Là, tout de suite, il rêve, appuyé sur son cougnachou*(7)… Soudain, au passage du pignon de la grange, qui aperçoit-il sur la route, se dirigeant vers la serbe ? La Julienne, sa voisine du haut du village !
Ah ! la Julienne ! C’est une belle jeune femme, une très belle jeune femme. Emilien la suit du regard : Quelle allure ! Quelle démarche ! La bassine de linge calée sous le bras, vive, sûre d’elle, d’où lui vient cette assurance ? Sans doute du fait qu’elle est belle, et elle le sait qu’elle est belle.

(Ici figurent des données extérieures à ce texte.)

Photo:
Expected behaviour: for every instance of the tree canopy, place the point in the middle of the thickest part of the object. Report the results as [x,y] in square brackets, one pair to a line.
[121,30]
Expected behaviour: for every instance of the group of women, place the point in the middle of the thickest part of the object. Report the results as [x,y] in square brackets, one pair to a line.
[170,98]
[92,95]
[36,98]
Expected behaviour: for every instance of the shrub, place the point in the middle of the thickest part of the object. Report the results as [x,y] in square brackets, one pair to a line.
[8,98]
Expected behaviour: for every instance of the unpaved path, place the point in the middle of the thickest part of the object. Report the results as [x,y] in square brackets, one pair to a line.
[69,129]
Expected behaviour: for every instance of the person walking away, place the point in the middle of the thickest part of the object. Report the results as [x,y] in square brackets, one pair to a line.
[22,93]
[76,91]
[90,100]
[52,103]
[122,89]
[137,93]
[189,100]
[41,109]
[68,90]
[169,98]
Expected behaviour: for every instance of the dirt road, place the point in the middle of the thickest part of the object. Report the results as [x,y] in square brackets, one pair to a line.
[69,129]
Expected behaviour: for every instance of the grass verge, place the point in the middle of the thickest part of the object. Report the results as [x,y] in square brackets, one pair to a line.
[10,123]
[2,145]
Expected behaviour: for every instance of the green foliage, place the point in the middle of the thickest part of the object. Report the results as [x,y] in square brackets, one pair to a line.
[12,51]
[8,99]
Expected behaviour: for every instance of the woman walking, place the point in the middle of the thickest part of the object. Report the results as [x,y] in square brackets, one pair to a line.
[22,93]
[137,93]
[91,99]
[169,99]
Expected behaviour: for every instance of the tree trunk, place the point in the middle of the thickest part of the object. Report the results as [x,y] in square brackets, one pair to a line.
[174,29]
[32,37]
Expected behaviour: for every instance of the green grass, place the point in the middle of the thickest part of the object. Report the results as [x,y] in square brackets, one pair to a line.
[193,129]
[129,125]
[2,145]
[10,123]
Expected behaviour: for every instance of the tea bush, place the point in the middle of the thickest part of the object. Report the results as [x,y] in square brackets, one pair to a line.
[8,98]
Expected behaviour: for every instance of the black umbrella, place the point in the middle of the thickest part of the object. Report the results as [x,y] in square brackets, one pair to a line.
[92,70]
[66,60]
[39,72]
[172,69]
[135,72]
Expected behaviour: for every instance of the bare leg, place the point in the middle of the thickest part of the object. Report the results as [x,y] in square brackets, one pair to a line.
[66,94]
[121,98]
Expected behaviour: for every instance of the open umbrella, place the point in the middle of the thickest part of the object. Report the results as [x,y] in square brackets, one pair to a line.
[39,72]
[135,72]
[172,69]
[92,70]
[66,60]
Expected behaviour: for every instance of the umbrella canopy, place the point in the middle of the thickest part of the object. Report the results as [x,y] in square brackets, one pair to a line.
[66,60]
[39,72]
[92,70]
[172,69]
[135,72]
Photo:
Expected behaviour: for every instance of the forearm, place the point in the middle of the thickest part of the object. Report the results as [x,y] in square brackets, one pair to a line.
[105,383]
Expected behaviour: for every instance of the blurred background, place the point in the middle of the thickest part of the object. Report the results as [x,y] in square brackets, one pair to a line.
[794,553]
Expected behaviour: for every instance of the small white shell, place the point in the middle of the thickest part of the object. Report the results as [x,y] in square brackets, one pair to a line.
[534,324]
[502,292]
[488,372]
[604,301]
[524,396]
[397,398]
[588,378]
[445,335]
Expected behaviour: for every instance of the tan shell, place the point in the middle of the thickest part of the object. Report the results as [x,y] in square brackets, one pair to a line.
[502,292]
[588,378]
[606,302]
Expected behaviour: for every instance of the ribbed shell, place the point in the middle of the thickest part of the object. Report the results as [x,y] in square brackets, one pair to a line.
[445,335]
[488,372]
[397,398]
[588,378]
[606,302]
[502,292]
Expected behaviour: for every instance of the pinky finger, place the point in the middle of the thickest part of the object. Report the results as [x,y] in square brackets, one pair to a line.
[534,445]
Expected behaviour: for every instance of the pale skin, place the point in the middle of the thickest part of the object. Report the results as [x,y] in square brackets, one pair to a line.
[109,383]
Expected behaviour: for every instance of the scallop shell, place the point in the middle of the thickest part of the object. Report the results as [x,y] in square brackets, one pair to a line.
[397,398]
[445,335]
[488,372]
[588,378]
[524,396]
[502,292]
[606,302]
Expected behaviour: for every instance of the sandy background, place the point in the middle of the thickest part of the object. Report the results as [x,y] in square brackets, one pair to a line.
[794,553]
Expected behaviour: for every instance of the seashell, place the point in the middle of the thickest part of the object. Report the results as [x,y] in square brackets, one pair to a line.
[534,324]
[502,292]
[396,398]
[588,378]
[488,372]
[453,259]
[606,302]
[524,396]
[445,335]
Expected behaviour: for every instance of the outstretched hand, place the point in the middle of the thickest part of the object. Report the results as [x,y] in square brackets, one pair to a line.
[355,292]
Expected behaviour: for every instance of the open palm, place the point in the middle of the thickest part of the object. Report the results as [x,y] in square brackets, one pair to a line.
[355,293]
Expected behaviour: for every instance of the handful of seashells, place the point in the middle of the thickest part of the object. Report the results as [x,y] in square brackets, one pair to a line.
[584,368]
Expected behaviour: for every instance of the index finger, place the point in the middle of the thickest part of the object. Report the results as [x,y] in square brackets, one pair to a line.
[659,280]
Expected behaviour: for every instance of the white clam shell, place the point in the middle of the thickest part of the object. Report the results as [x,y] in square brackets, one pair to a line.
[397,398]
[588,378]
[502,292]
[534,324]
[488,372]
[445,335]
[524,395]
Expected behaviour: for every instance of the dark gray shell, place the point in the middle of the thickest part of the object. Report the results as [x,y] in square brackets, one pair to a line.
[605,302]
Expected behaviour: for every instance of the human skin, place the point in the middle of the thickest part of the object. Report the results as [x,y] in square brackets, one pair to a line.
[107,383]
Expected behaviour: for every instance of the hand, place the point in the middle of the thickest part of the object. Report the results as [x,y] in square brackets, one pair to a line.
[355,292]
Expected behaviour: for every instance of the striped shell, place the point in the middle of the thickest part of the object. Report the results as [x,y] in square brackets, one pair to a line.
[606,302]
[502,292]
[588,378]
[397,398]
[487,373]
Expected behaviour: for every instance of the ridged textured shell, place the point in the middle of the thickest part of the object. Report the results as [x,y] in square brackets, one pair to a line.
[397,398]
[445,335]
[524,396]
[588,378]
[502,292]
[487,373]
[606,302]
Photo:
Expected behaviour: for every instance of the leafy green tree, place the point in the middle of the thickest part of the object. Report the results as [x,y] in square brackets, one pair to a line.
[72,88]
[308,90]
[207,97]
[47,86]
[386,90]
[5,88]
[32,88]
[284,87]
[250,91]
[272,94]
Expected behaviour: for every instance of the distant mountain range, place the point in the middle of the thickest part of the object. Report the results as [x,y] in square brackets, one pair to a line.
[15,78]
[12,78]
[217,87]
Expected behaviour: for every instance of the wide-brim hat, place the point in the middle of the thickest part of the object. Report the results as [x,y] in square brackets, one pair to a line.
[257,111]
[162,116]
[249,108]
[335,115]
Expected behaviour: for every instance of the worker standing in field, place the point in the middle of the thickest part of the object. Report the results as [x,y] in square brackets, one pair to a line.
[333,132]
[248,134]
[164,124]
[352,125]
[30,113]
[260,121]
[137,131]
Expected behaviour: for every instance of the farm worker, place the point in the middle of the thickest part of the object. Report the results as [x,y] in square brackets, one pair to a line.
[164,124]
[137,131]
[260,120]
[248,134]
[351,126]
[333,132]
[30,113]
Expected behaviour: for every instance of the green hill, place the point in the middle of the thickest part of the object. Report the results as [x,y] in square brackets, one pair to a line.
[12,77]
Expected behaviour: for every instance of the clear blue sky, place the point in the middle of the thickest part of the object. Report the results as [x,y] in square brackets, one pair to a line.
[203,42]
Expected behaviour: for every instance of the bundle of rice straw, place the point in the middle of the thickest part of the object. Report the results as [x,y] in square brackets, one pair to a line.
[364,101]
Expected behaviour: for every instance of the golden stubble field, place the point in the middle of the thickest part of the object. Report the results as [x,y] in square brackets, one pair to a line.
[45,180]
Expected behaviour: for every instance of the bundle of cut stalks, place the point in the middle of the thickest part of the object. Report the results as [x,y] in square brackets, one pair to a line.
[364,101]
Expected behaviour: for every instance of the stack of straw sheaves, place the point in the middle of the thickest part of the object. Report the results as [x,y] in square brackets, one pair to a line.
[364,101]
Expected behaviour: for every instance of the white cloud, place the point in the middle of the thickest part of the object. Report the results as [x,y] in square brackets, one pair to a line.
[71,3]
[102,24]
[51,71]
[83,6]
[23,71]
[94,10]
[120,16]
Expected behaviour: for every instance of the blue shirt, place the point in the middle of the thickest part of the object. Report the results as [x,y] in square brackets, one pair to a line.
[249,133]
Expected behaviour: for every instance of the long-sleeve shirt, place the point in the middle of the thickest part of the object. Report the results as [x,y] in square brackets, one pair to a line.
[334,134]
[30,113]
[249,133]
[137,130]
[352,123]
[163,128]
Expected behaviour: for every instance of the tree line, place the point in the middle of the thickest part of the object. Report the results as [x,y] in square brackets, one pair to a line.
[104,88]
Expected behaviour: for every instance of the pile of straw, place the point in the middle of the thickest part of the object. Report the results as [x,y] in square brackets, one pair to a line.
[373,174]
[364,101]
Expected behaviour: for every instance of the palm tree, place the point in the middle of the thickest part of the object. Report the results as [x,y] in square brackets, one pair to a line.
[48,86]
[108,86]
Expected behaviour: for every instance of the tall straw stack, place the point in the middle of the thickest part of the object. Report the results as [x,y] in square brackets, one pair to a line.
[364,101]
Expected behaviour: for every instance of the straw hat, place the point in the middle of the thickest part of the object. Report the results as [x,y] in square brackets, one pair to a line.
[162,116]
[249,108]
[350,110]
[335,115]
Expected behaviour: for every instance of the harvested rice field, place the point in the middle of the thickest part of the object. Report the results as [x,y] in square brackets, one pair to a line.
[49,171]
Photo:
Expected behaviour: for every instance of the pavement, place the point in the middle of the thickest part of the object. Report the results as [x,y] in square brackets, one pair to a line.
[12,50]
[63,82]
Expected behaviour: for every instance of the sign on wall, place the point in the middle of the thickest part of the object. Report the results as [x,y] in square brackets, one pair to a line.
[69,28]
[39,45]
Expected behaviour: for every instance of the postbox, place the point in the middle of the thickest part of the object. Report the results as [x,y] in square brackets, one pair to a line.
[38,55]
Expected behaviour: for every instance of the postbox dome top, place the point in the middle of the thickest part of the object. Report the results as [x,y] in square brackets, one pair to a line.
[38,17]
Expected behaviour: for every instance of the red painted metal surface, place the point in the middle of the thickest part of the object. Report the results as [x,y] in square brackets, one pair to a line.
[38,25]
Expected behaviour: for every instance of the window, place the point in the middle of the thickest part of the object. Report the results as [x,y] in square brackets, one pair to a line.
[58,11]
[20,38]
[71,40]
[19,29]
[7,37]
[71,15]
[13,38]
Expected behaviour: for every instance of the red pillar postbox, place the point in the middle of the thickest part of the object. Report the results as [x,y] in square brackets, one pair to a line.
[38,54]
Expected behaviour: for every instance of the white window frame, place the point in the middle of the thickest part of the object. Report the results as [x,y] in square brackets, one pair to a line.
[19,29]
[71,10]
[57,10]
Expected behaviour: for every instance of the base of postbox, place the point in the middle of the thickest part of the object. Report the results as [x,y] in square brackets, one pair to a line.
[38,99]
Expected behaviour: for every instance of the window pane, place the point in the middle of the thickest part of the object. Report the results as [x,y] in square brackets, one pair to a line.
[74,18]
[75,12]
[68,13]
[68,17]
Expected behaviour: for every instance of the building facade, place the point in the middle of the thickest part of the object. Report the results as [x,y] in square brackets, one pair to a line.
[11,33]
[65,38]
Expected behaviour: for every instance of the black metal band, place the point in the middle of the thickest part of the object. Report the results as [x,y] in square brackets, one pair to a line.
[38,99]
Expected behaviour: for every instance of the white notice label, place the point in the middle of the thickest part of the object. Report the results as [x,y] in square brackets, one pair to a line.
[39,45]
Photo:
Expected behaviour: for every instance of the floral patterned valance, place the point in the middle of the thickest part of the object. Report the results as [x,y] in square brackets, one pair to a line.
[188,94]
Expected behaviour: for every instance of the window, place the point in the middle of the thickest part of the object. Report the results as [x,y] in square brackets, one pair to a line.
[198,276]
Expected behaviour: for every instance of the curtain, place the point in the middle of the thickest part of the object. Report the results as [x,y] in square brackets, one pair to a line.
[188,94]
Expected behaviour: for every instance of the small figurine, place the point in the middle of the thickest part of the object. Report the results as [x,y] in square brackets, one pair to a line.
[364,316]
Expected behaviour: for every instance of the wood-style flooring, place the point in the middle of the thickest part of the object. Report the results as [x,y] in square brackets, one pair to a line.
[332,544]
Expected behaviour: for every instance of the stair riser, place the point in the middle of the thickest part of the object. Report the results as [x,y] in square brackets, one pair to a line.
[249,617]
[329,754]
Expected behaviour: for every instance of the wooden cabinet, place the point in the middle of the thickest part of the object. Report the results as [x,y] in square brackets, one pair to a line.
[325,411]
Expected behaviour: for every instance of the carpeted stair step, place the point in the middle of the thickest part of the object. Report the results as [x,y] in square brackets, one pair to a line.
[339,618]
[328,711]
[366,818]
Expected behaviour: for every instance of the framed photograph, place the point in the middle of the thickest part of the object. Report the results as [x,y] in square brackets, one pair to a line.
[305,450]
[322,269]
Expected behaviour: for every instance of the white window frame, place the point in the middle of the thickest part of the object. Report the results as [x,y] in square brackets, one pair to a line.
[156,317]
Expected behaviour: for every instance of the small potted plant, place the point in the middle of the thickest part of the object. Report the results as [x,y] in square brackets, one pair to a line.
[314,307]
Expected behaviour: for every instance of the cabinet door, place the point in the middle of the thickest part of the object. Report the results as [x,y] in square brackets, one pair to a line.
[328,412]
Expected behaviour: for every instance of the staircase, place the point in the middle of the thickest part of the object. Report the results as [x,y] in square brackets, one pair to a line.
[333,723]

(…) Et puis cette assurance lui vient aussi du fait qu’elle n’est pas arrivée bru dans le village, c’est son mari qui lui est venu gendre chez elle, et ça change tout !
Mais que fait notre Emilien ? Il plante son cougnachou dans le souchou*(8) et, pressé, il va dans le hangar. Il en ressort en poussant devant lui sa brouette chargée de deux sacs de canilloux qu’il a arrachés le matin. D’un pas vif, à son tour, il prend le chemin de la serbe. Là-bas, au fond, la Julienne est déjà à l’ouvrage.
Arrivé au gros chêne, Emilien ralentit, un peu gêné. Les grincements de la roue de la brouette ont alerté la belle. Elle se redresse pour voir qui arrive, reconnaît son jeune voisin.
-Bonjour Julienne ! Tu es venue laver le linge ? (pas très original comme conversation)
-Bonjour ! J’espère que tu ne vas pas salir mon eau avec tes canilloux !
-Non ! Non ! Je vais juste les mettre à tremper ! Je les laverai ce soir !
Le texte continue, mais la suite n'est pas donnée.